I used to cover my computer with similar notes to myself. But then I got overwhelmed by all those messages. So I’ve decided to depend on forces bigger than myself to bring me the right message at the right time. Sometimes I miss my messages, though!


Wolf Pascoe May 13, 2011 at 4:41 pm

Which is precisely why one needs bigger force voice mail.


BigLittleWolf May 13, 2011 at 4:45 pm

You had me at “a warren of cubbies.”

What you felt in those few minutes of washing dishes and solitude? I feel it when I am outside my home, and surrounded by books. In a library or a bookstore. That hush. That utter contentment.

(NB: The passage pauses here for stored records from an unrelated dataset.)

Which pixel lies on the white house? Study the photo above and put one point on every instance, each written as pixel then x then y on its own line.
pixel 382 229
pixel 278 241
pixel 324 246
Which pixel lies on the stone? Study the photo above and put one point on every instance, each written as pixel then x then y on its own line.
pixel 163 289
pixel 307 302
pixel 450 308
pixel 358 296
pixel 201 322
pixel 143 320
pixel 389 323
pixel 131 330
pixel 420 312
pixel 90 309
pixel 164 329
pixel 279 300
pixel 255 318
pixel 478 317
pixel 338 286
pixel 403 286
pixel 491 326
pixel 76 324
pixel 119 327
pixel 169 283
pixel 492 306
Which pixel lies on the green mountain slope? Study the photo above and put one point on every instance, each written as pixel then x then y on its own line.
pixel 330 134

Wolf Pascoe May 13, 2011 at 7:34 pm

Remember the Wenders film, Wings of Desire? How the angels hung out at the library?


Amy May 14, 2011 at 2:01 am

I love the messages taped to the wall above my computer. One of my favorites: “You are the bows from which your children as living arrows are sent forth. Let your bending in the archer’s hand be for gladness.” Kahlil Gibran


Wolf Pascoe May 14, 2011 at 7:00 pm

I feel an archery post coming on …


Dan Attias May 14, 2011 at 9:58 am

Beautiful, O Wise One! Keep at this. I feel grace at work.


Wolf Pascoe May 14, 2011 at 7:00 pm

Thank you, grasshopper!


Charles Bernstein May 15, 2011 at 3:13 am

Grace only needs a welcoming place or occasion. Think what amazing Shakespearian spectacles and pageants must appear on your enchanted desk while you are sleeping. (Or washing the dishes).


Wolf Pascoe May 15, 2011 at 9:45 am

Things are always missing from that desk. It’s the fairies from Midsummer, I think.


Barbara May 16, 2011 at 4:12 pm

I have a similar rainbow of post-its surrounding my computer desk, tidbits of inspiration. I’m not surprised you felt grace while doing the dishes – it’s those tiny, unspectacular moments that are what life is really all about, isn’t it?


Wolf Pascoe May 16, 2011 at 8:53 pm

They’re the only ones you have a ghost of a chance of paying attention to.